Željko Aničić (Жељко Аничић, /sr/; born in 1974) is a Serbian-Maltese futsal coach and former player who played as a forward, currently a free agent. He last served as head coach of the Malta national futsal team but left the position in August 2023 was replaced by a Romanian coach Gabriel Dobre.

==Club career==
===Football career===
After a spell in North Macedonia, Aničić had a trial with Pietà Hotspurs in 2003. In the 2005–06 Maltese First Division he played for Lija Athletic, which was relegated to the Second Division.

===Futsal career===
Between 2006 and 2009, with a brief loan spell with Scandals in 2008, Aničić was a member of Jeepers. During this period, the Santa Venera side achieved its greatest success, winning the league title in the 2006–07 season and finishing as runners-up in the 2008–09 season. In his first season with the club, Aničić won the Best Futsal Player Award, finishing ahead of Mark Sullivan (Amazon Pago) and Antoine Spiteri (Demons).

The following season, now as a member of White Eagles, Aničić came close to winning the award for Best Futsal Player, finishing second behind his compatriot and eventual winner Aleksandar Ribić.

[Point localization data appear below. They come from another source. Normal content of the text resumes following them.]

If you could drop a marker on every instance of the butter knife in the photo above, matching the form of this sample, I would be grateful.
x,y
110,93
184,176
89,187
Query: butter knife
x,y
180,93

Aničić's most successful period was from 2012 to 2014, when he was a member of Balzan and won the 2013–14 title, as well as two consecutive cup victories in 2013 and 2014. He was also on the squad that participated in the 2014-15 UEFA Futsal Cup. On 29 August 2012, Leotar's futsal department (Republika Srpska, Bosnia and Herzegovina) defeated Balzan 9–1 in the 2012–13 UEFA Futsal Cup preliminary round. The following day, Balzan lost 3–0 to Lexmax Chișinău of Moldova.

After leaving Balzan, Aničić spent two seasons with Lija.

==Coaching career==
Prior to being appointed head coach of the Malta national futsal team in 2019, he had served as assistant to Peter Pullicino and Vic Hermans since 2015.

==Personal life==

Aničić is the younger brother of Dragan Aničić, a Serbian football manager who managed several clubs in Serbia and Montenegro.